Dynacor keeps its ore stocks very low:

Source: Simple Digressions

I estimate that at the end of 2018 Dynacor held enough ore to operate for 4.8 days. Yes, it's a pretty low figure, but history teaches that in the past the ore stocks were never particularly high.


Apart from a few catalysts discussed above (higher capacity, stable or even lower costs of production, sale of Tumipampa etc.) there are two investor-friendly initiatives that should have a positive impact on the company’s medium (share buy-back) and long – term (dividend) performance:

  • Dividend – Last year Dynacor started paying a regular dividend. For the time being it's a mere C$0.04 a share per year, but I would not be surprised to see a hike in the not so distant future
  • Share buyback program – in April 2018 Dynacor announced the implementation of a share buyback program. The company intends to repurchase up to 1.98 million shares. As at the end of 2018 Dynacor had purchased 0.45 million shares at an average price of $1.25 a share. I expect the continuation of this program this year.

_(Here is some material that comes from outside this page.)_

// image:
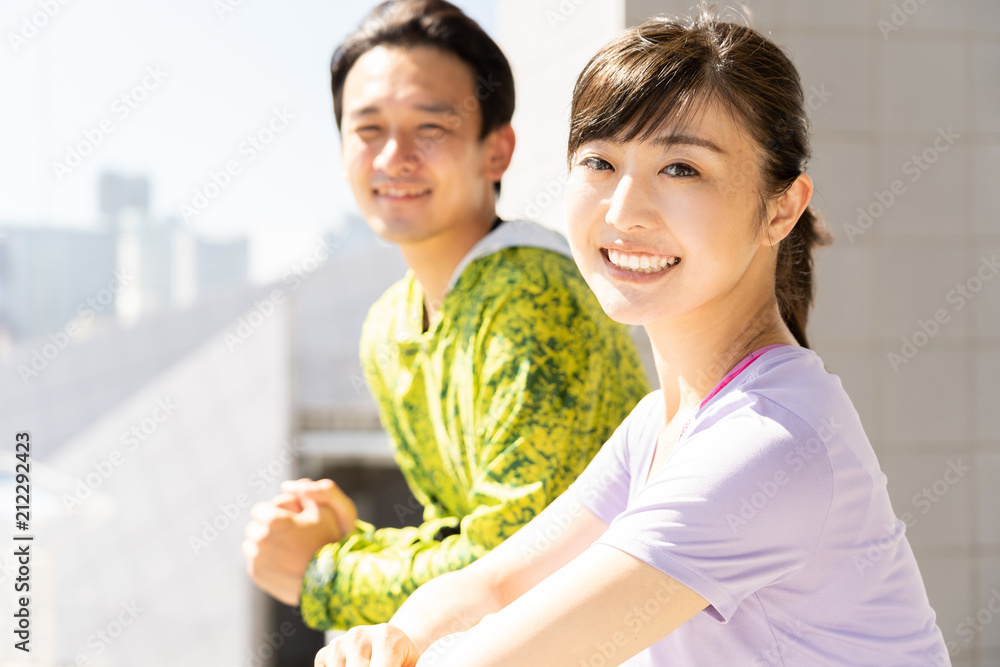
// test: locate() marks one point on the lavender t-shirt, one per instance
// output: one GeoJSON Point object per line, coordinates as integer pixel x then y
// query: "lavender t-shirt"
{"type": "Point", "coordinates": [773, 508]}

Last but not least – as the chart below shows, Dynacor shares are now between their long-term downward trend line (in blue) and a strong support level at $1.0 - $1.1 a share (the area marked in yellow):

Source: Stockcharts

It has to be noted that the previous two bottoms (August 2016 and November 2017) were established when the company was constructing and developing the Veta Dorada plant. Today Dynacor is a totally different company – it has a new plant, delivers strong free cash flow, pays a dividend and plans to increase gold production. As a result, in my opinion, a final price breakout above the long-term downward trend line is likely.


In 4Q and 3Q 2018 Dynacor made big progress, cutting an all-in sustaining cost of production to $1,136 per ounce of gold. Additionally, last year the company started paying a regular dividend and initiated a share buyback program. Finally, this year Dynacor plans to increase production to 82 – 92 thousand ounces of gold or, according to my own estimates, to 102 thousand ounces.

Now, although in the past I used to be a bit skeptical about Dynacor, these new factors put a new and optimistic perspective on the company. As a result, in my opinion, Dynacor shares present a buying opportunity now, with a target price of $4.56 a share.

Disclosure: I am/we are long CEF, GDX, SAND, ARREF, KL, DNGDF. I wrote this article myself, and it expresses my own opinions. I am not receiving compensation for it (other than from Seeking Alpha). I have no business relationship with any company whose stock is mentioned in this article.